PhRMA Annual Meeting

Remarks by

Lester M. Crawford, D.V.M., Ph.D.
Acting Commissioner of the FDA

April 3 , 2004


This text contains Dr. Crawford's prepared remarks. It should be used with the understanding that some material may have been added or deleted during actual delivery.

Good morning, and thank you, Miles [Miles White, PhRMA Chairman] for the kind introduction. I’d also like to thank Bob Essner for his leadership over the past year, and Alan Holmer for providing all of the energy and direction needed to help speed innovation in the U.S.

This is the first time I am addressing the pharmaceutical industry since assuming the post of Acting Commissioner of FDA, and I have to say I am glad to be with you here today to tell you about the exciting programs underway at FDA.

As you may know, I led the FDA prior to Dr. McClellan coming aboard, and it is an honor to reassume this important task. Dr. Mark McClellan was an outstanding Commissioner, and his legacy will undoubtedly be a long-lasting one. Mark helped us build a strong team, and his energy and vision motivated all of our staff.

Now Mark and I worked together on a wide variety of major agency initiatives, in particular the development of our FDA Strategic Action Plan. And as the Acting Commissioner, I would like to report that our strong plan and our dedicated team remain firmly in place, and we are continuing to execute this plan to protect and advance the public health.

We are facing more new challenges at FDA than ever before, and more new opportunities stemming from the latest biomedical innovations.
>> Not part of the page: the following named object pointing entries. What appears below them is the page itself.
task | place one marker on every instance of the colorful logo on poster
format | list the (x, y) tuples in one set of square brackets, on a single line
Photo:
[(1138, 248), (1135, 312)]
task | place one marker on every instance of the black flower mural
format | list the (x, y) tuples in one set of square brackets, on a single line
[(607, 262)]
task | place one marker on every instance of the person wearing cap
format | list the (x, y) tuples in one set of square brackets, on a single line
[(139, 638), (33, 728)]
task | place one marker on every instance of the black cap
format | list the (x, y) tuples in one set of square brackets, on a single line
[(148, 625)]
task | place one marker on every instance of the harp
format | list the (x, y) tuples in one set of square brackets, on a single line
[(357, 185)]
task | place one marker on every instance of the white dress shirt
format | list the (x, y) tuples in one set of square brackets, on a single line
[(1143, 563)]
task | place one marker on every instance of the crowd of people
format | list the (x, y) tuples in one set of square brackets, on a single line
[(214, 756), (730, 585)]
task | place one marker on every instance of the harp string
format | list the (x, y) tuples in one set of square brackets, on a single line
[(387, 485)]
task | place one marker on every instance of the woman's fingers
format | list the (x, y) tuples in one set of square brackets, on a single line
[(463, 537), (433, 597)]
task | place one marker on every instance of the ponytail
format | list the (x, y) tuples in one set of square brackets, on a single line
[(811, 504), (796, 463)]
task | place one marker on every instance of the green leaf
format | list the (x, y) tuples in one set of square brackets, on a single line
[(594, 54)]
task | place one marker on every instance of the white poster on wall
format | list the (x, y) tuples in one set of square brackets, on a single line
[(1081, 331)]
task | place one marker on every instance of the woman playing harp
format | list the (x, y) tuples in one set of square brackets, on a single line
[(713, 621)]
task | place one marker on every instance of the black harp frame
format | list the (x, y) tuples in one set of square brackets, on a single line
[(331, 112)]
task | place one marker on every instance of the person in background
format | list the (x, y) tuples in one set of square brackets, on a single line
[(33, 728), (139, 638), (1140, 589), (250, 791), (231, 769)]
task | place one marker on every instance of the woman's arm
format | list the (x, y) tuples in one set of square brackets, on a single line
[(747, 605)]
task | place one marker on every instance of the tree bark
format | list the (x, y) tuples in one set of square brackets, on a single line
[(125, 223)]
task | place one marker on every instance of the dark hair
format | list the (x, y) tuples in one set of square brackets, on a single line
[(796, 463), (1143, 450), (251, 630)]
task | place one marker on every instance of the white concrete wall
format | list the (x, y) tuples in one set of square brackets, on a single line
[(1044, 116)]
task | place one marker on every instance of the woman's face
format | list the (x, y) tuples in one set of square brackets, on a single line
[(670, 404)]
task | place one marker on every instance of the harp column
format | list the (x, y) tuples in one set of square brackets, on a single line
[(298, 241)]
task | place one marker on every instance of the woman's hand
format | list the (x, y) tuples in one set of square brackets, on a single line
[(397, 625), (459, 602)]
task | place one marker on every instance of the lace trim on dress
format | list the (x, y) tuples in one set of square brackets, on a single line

And I am dedicated to making sure we are meeting these new challenges and opportunities, and helping Americans lead longer, healthier and happier lives.

One of the most pressing issues that confronts us all today – and which we’re hard at work dealing with at FDA – involves the challenges facing medical product development. This is an area that affects not only our America’s patients, but also our economy, and if addressed properly, can help ease some of the pressures that are driving up the cost of our healthcare.

This is an exciting time for the biomedical sciences, and there is a great deal of very interesting and innovative science being done in this country. Over the last few decades, the new medical breakthroughs that are being submitted to us for review at FDA have more to offer patients than ever before.

For example, new classes of drugs such as the statins are proving so beneficial to many patients with many different diseases that the introduction of these and other new drug groups perhaps rivals the introduction of penicillin.

New sciences such as genomics and proteomics might result in a new kind of medicine capable of treating the underlying causes of specific diseases in each individual patient – and perhaps even to prevent those diseases from occurring or progressing.

New engineering applications of nanotechnology can get the right treatment to the right place in each individual with far fewer side effects and complications than in the past.

And next-generation information technologies can turn the explosion of health information into far greater useful knowledge at the fingertips of doctors and patients, so that they can make far better informed, far more effective healthcare decisions than is possible today.

Now I know you’ve heard Dr. McClellan use the term “biomedical century” a number of times. And I think it’s fair to say that with so many new opportunities out there for biomedical research to transform our lives, the 21 st century does indeed hold the promise of becoming the “biomedical century.”

But the plain truth is that many of the most dramatic scientific advances that we’ve recently made in the labs haven’t yet been transformed into medical treatments for patients.

Today, there’s more spending on biomedical R&D than ever before. Total spending on biomedical research has grown exponentially over the past 10 years.

And yet, a disturbing trend is unfolding: despite the doubling of US R&D spending in both the private and public arenas, output of new products has been dropping since 1997. FDA is now receiving fewer applications for new drugs than in mid-1990’s. The number of new device applications is also decreasing.

The agency is concerned that the rate of failures also has been increasing. Almost 50% of applications are failing in late-stage Phase 3 trials. This indicates we are not succeeding in extrapolating basic science to the clinic.

And in turn, this higher failure rate is driving up the cost of successfully bringing a new drug to market. In 2003, researchers at Tufts Center for the Study of Drug Development estimated these costs to be $802 million, and some sources suggest that the total cost is closer to $1.7 billion.

This high cost of R&D is compelling companies to opt for the development of products that will recoup expenditures. This may rule out attempts to develop risky but breakthrough products or those for diseases affecting smaller populations.

And so, despite all of the wonderful innovation going on out there, the current challenges to therapeutical development are preventing us from realizing the promise of all this innovation and from converting it into medical products which directly improve the lives of patients.

Now, we recently reported that the number of truly novel drugs the FDA approved in 2003 actually increased by about 20 percent over last year, and that we saw an increase in the number of novel investigational applications we received. These are encouraging signs, and we are happy to see these slight upticks. But they are not enough.

The product development process is lengthier, more costly, and more uncertain than ever before. That means fewer products are reaching patients who desperately need them.

As you know, we’ve been taking new steps at FDA to help address this problem and improve medical innovation.

This includes various initiatives to speed review times – and as you know, FDA is committed to reducing total review time for new drugs and biologics across the board by approximately 10.5% – but it also incorporates efforts to improve the processes that researchers and manufacturers use to develop innovative products. Such efficiencies in product development will place much needed treatments in the hands of patients faster, thus helping to prevent deaths, avoid other adverse events, and improve overall health.

And we’re making good headway in various key elements of our innovation initiative.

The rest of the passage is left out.